Drivers using mobile phones caused 25 fatal crashes last year
A safety device which prevents drivers using mobile phones by automatically intercepting calls and text messages when they are moving has been unveiled.
The software tells callers the person they are trying to reach is driving and asks them to leave a message.
Canadian firm Aegis Mobility hopes its system will become available via a monthly subscription fee.
The Royal Society for the Prevention of Accidents (RoSPA) says drivers are four times as likely to crash using a phone.
The DriveAssist system can also tell callers where the person they are trying to reach is located by using satellite navigation technology.
Motorists using mobile phones caused 25 fatal, 64 serious and 259 slight accidents in 2007, according to the Department for Transport.
It has been illegal to use a mobile phone while driving since December 2003 - with offenders facing a £60 on-the-spot fine and three points on their licence.

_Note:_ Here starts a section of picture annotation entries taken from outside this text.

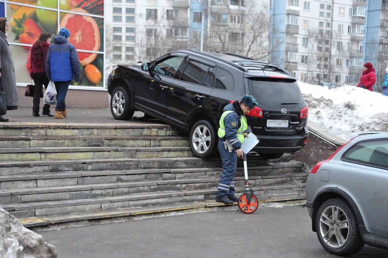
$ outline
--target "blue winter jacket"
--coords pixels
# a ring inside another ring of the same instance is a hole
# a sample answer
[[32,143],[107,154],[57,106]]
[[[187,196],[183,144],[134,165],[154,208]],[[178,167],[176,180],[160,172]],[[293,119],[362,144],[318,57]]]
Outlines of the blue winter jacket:
[[[229,142],[234,142],[231,144],[236,149],[240,149],[241,143],[240,141],[236,141],[237,138],[237,129],[241,126],[241,117],[236,112],[236,110],[233,104],[228,104],[223,108],[223,112],[228,110],[232,110],[234,112],[230,112],[226,115],[223,119],[223,124],[225,125],[225,136],[222,141],[227,140]],[[242,115],[243,116],[244,115]],[[233,126],[233,125],[235,125]]]
[[80,80],[80,61],[75,47],[61,35],[54,36],[46,59],[46,73],[53,81]]
[[384,76],[384,81],[383,83],[383,86],[381,86],[381,88],[383,88],[385,87],[386,88],[388,88],[388,73]]

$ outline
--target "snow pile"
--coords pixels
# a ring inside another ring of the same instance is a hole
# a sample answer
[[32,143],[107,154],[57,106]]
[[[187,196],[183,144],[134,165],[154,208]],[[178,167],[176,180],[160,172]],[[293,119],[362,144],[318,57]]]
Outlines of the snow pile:
[[355,132],[388,132],[388,97],[352,85],[329,90],[298,83],[308,105],[308,119],[343,139]]
[[55,246],[44,242],[42,235],[25,228],[20,220],[0,207],[0,257],[57,256]]

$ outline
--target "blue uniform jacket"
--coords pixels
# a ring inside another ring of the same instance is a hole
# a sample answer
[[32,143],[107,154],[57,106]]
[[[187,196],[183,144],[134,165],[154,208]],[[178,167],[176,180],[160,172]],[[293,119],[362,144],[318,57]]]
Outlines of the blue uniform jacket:
[[80,62],[74,46],[61,35],[54,36],[46,59],[46,73],[53,81],[80,80]]
[[[223,112],[232,110],[226,115],[223,119],[223,124],[225,126],[225,136],[223,140],[227,140],[232,146],[236,149],[240,149],[241,143],[237,137],[237,130],[241,126],[241,117],[236,112],[236,110],[232,104],[226,105],[223,108]],[[244,115],[242,115],[243,116]]]

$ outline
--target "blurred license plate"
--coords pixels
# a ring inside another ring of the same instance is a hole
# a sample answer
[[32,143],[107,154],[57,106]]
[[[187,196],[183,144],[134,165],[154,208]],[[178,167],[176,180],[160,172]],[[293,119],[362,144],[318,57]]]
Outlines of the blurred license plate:
[[267,120],[267,127],[288,127],[288,120]]

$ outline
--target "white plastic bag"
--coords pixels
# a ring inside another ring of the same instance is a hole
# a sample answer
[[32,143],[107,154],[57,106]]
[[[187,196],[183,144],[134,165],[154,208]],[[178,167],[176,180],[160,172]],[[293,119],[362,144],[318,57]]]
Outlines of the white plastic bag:
[[48,86],[45,92],[45,95],[43,97],[43,101],[45,104],[48,105],[56,105],[57,98],[55,97],[57,95],[57,90],[55,89],[55,85],[54,83],[50,81],[48,83]]

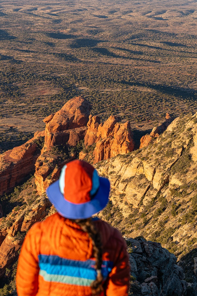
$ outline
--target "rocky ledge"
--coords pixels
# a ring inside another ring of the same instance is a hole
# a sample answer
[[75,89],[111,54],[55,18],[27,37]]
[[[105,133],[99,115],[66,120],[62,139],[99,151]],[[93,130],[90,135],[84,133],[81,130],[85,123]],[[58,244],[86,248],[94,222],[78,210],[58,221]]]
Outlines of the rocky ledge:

A RoSPA spokesperson told BBC News: "Our advice to drivers is to switch off their mobile phones when they get behind the wheel and let voicemail do its job."
Meanwhile, a survey by motoring group RAC shows almost half of drivers are seriously distracted by in-car technology - rising to 55% for 17-to-24-year-olds.
The most distracting gadgets were radios and CDs, followed by mobile phones and satnav systems which each put off around a third of drivers.
Heating and air conditioning controls distracted 35% in the survey of 1,034 motorists.
Anti-locking brake systems (ABS) and immobilisers are fitted as standard on new cars, yet only 70% of drivers knew they had ABS and only 68% knew they had immobilisers.
The Department for Transport says distractions account for 12% of all road accidents. In 2007 that amounted to 75 fatal, 411 serious and 2,517 slight accidents.
The RAC survey also looked to the next 20 years of motoring and revealed:
• 23% believe drivers will be able to simply input an end destination then sit back and enjoy the ride.
• 35% think cars will be able to "talk" to each other to pinpoint and avoid traffic.
• 71% believe cars will be able to tell you when you are exceeding the speed limit with half predicting automatic prevention.
• 60% predict fingerprint, voice or breath recognition will replace keys to start a car.
RAC's technical director David Bizley said: "In-car technology has come a long way since the late 80s. The advances have fallen into two camps - active and passive.
"Active technologies such as in-car entertainment are not always positive as they can cause driver distraction, while passive technologies, such as anti-locking brake systems (ABS), are undervalued as they are not fully understood or deemed less important as they come on automatically."